A retired contract-fraud investigator for the U.S. Department of Defense, Hodge said he has made a point of visiting wineries and sampling their products around the nation during his travels.

"Being a native Northern Californian, you kind of get snooty about California wines," Hodge said. "But I have recently acquired a taste for New York wines, and it would blow people from the West Coast away if they tried some good Virginia and North Carolina wines."

The two states are in the birthplace of American winemaking, practiced by no less than Thomas Jefferson. And the Yadkin Valley, Daniel Boone's boyhood home in the eastern foothills of the Appalachian Mountains, was a launching pad for the early western migration that helped expand the craft and agriculture in general across the nation.

Hodge said many of the wines today are made with French-American hybrids rather than the winter-hardy native grapes used through the 1800s. But modern wine pioneers — many former tobacco growers — are finding success with riesling, chardonnay and viognier among white wines, and cabernet and merlot among reds.

The inland Piedmont region is on the same latitude that bisects the Mediterranean Sea between North Africa and Southern Europe. But at an average of 1,200 feet above sea level, the area has winters cold enough to thwart many vine diseases but not so cold that they will kill the plants, Hodge said.

That similarity to some of the world's best wine-producing regions was at least part of what encouraged Joe and Joyce Neely in 2000 to build their winery in the Yadkin Valley.

RayLen Winery, named after daughters Rachael and Helen, was a 115-acre dairy farm and hay field that in the past two years has sprouted vineyards and a 13,000-square-foot production facility designed to handle up to 20,000 cases a year.

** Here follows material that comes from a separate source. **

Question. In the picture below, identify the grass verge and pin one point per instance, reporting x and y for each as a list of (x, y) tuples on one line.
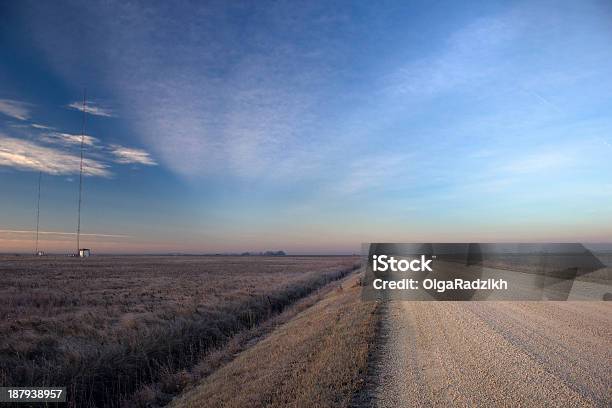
[(317, 359)]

"This year's total production is 8,000 cases," said Steve Shepard, company vice president and winemaker, adding that the 2001 vintage was nearly sold out over the holiday season. "We probably will not have enough to carry us until the new wines are released this summer. I guess it's a good problem to have."

The wines produced are mostly vitis vinifera varietals, he said. "We have found that most all of the varieties of grapes we grow do well, but the two best whites are chardonnay and viognier, the two best reds being merlot and syrah, with cab franc very close behind. Ask me in a few years and I may tell you different."

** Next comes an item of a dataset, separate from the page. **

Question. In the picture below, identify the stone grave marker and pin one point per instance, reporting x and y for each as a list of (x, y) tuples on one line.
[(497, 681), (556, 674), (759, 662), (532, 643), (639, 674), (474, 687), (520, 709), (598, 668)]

RayLen also is experimenting with riesling, pinot grigio and petite verdot.

Betz said there are still many undiscovered sites around the nation, including in Washington, with the kind of soils, terrain and microclimates that will support premium wine grapes if managed by conscientious growers.

"I had a viognier from Virginia that was among the best I've had in the U.S.," he said. "I've tasted through many of the Texas and New Mexico wines with good results (although) Colorado's have been ho-hum."

But Washington, Oregon and California vintners need not worry about being upstaged anytime soon by other wine regions in the nation, according to Betz.

"For me, the three West Coast states offer the best terroirs for consistent, classic wine production," he said. "Temperature ranges, growing-season length, (sunlight) intensity, soils, topography, pest issues — all point to a superior area to cultivate these varieties.

"And the proof has been in the pleasure."